I did play alphabet games with some truly adorable elementary school students over by City Hall today, though. Like, actually the cutest students alive. The girls were, anyway – which is a change from my school, where the boys are far more endearing. We played this game where we tossed a ball and each student had to say the next letter of the alphabet when they caught it, and when the ball got to a given letter, that kid had to come dance with me to “Come On Eileen.” (I got tired of Prince.) Then we played another game where they had to make the letters with their bodies. That wasn’t actually a game. It was more for my own personal entertainment. There were a few older girls who helped the tiny ones with their letters, and some boys who mostly pushed each other and occasionally the girls. Jerkfaces. Most of the little girls were really shy, but there was this one who was really funny – she wasn’t quite as quote-unquote cute, she wore these pink glasses and a ratty turquoise polo and her hair was messy and her teeth were kind of funny, but she totally marched up to me and was like, “What’s your name? My name is Jie-Min.” (All names changed, of course.) The nice thing about these kids, also, was that they all liked me. Then I had coffee with my friend D (really, I’m going to have to start making up names, the letters will begin to overlap soon) at two different shops in City Hall, which gave us the opportunity to compare and contrast the ambiances of both, and I mailed some letters. And tomorrow is the weekend, and Pop-Song.

(Note: I was talking to one of my students today, and I told her I would see her tomorrow in choir, and she gasped, “You remember me?” and threw her arms around my neck.)

OH! And I got a box today from America, box 1 of 2, containing, among other things, maple syrup, cumin, vanilla, and a copy of Ender’s Game for my host brother. If you’ve ever read Orson Scott Card, raise your hand. If you can name the song that references EG in the title, bonus points.



one of those people
September 17, 2007, 7:03 am
Filed under: how we roll, music, old stuff, pipe dreams, Pop-Song

My new MacBook will be on its way to Jeju-do very, very soon. I’ve come to peace with it. My father, he has deep-rooted, principled objections to Apple Computers Inc., and I understand them; anyone can make a PC or a PC part or a PC program, but if you want something for an Apple, well, you have to go through Apple. But I’m really, really excited. It’s like a toy. Have you seen iLife ‘08?

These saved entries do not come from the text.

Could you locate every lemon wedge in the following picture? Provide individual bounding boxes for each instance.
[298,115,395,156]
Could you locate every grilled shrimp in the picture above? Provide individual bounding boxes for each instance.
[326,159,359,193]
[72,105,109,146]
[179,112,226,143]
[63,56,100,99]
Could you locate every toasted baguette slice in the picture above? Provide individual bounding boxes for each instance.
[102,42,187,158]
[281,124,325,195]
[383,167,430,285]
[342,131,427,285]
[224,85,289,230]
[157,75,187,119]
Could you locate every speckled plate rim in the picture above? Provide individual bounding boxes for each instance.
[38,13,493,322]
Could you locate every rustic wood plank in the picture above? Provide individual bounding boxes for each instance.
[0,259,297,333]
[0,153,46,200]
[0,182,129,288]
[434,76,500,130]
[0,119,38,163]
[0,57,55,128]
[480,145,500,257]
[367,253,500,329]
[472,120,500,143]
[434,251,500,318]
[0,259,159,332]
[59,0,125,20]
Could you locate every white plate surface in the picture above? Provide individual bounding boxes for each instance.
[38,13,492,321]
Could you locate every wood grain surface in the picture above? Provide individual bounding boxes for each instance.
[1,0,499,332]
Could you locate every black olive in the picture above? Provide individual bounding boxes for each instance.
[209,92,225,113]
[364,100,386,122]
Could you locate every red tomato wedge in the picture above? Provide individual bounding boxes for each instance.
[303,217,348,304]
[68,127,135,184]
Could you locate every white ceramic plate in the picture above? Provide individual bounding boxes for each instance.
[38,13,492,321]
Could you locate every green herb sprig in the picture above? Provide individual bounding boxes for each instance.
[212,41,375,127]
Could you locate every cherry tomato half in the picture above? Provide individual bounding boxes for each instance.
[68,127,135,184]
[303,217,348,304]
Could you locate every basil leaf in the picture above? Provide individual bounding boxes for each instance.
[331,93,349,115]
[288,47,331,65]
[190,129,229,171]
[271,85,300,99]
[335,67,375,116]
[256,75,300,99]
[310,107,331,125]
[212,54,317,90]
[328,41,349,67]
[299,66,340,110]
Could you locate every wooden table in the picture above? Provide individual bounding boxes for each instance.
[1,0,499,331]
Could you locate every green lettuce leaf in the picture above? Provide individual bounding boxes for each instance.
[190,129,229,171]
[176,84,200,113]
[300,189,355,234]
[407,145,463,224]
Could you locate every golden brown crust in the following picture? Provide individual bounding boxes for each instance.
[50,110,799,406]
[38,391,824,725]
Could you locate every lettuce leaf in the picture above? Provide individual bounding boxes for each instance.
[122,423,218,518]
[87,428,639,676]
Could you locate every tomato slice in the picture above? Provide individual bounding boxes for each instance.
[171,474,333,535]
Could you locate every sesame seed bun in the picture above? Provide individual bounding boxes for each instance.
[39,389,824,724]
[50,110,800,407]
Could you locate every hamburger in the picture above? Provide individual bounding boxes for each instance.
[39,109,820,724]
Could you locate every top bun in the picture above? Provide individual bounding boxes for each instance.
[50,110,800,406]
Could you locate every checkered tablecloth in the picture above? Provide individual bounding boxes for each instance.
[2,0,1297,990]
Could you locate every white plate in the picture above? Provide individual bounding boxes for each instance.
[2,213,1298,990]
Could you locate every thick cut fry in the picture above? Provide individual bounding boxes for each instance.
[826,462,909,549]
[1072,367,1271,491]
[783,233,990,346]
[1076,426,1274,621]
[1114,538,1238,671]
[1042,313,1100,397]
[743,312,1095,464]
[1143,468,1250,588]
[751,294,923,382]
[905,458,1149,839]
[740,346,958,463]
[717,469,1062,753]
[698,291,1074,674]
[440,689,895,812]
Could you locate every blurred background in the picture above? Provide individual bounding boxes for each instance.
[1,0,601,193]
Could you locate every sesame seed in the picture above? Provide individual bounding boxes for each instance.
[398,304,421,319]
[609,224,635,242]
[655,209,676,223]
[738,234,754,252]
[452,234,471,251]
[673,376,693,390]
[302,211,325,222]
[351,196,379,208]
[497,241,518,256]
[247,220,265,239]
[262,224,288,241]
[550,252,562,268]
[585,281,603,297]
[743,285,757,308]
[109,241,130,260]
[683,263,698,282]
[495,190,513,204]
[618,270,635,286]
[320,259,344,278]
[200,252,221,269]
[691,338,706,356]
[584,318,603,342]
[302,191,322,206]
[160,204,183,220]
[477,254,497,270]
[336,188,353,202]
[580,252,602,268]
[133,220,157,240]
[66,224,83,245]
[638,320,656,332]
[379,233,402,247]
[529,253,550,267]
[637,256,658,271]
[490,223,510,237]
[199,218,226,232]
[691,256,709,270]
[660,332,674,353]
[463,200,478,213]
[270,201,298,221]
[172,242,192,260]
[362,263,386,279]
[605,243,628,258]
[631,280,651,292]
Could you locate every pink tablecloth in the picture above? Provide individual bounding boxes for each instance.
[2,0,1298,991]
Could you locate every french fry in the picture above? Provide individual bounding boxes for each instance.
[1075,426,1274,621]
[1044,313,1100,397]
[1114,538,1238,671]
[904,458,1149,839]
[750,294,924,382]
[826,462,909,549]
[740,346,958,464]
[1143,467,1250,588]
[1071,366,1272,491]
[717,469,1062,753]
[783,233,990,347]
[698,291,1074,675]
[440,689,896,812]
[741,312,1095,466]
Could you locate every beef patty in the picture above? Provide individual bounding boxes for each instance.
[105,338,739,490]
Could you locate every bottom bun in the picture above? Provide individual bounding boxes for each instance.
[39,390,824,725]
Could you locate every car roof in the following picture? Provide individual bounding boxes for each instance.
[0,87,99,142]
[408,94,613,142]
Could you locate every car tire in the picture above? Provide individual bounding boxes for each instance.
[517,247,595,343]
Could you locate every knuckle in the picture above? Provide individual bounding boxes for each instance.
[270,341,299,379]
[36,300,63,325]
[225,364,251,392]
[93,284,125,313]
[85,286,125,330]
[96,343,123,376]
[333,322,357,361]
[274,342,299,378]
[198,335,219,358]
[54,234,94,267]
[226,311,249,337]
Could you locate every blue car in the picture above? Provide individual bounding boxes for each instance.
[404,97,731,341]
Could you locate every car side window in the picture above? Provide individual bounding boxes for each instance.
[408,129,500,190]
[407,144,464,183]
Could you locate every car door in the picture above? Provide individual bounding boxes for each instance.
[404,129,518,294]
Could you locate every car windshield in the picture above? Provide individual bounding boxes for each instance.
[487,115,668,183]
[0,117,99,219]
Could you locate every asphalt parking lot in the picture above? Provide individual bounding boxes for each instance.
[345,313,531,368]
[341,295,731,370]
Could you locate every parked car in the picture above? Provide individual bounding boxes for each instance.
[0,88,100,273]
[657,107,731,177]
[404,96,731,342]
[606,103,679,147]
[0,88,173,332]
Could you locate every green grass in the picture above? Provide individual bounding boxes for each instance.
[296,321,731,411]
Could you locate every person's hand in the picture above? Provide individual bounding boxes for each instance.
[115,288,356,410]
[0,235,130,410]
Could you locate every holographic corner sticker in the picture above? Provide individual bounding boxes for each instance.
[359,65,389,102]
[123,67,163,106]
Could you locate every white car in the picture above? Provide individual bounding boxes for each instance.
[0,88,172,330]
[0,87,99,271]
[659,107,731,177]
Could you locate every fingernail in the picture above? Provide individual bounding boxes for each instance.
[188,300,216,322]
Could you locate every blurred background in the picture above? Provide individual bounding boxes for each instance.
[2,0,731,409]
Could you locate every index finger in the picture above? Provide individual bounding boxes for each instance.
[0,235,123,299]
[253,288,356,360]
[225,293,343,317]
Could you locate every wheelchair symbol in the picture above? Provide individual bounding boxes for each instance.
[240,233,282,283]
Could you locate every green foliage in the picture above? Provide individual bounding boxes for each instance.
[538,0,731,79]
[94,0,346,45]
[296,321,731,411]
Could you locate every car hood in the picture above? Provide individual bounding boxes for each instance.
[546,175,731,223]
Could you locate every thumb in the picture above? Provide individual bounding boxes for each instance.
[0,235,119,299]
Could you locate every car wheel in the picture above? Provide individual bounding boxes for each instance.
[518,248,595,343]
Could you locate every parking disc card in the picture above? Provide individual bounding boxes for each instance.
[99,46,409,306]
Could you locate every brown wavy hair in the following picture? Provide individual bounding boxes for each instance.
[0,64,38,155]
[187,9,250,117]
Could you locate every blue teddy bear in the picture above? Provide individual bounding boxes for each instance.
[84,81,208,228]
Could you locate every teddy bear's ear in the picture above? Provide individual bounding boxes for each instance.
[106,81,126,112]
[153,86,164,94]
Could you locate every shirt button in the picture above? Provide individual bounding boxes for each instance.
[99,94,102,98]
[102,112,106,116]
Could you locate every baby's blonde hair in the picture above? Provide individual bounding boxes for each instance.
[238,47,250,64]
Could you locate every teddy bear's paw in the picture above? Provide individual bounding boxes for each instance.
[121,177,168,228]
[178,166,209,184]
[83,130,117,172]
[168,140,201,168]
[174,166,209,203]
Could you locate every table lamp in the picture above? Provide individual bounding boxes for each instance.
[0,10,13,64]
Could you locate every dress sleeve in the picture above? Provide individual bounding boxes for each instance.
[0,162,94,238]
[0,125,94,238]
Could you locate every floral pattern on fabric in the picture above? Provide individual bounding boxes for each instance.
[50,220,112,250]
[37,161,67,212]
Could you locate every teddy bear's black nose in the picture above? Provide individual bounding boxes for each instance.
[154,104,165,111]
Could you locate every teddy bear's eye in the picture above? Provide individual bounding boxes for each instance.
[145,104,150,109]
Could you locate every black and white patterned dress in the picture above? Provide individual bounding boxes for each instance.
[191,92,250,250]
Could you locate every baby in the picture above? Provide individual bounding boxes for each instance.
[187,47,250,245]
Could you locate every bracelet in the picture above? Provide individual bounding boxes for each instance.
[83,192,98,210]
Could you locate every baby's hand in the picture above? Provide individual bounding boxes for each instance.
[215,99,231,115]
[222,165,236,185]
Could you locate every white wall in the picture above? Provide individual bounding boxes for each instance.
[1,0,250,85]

Today I taught my kids the word for “flood” (hmm), ate a yogurt popsicle, and had one new boy show up to choir and two girls quit. Cool, whatever, we didn’t want you anyway. I also saw the student body president being a jackass in the special ed classroom – it appears that all student body presidents everywhere are alike – and told ACT that I’m down for yoga and pottery classes. I really want to take up cello again too, but they’re telling me that a used one costs around $400, so I have to think about it. I think I need some extracurriculars, though. I’m ready to do more on my own, to get more involved in this city, to be less reliant on others. And in that spirit, even though I don’t really feel like it, I’m going to go walk around Hwabuk and see what I can see.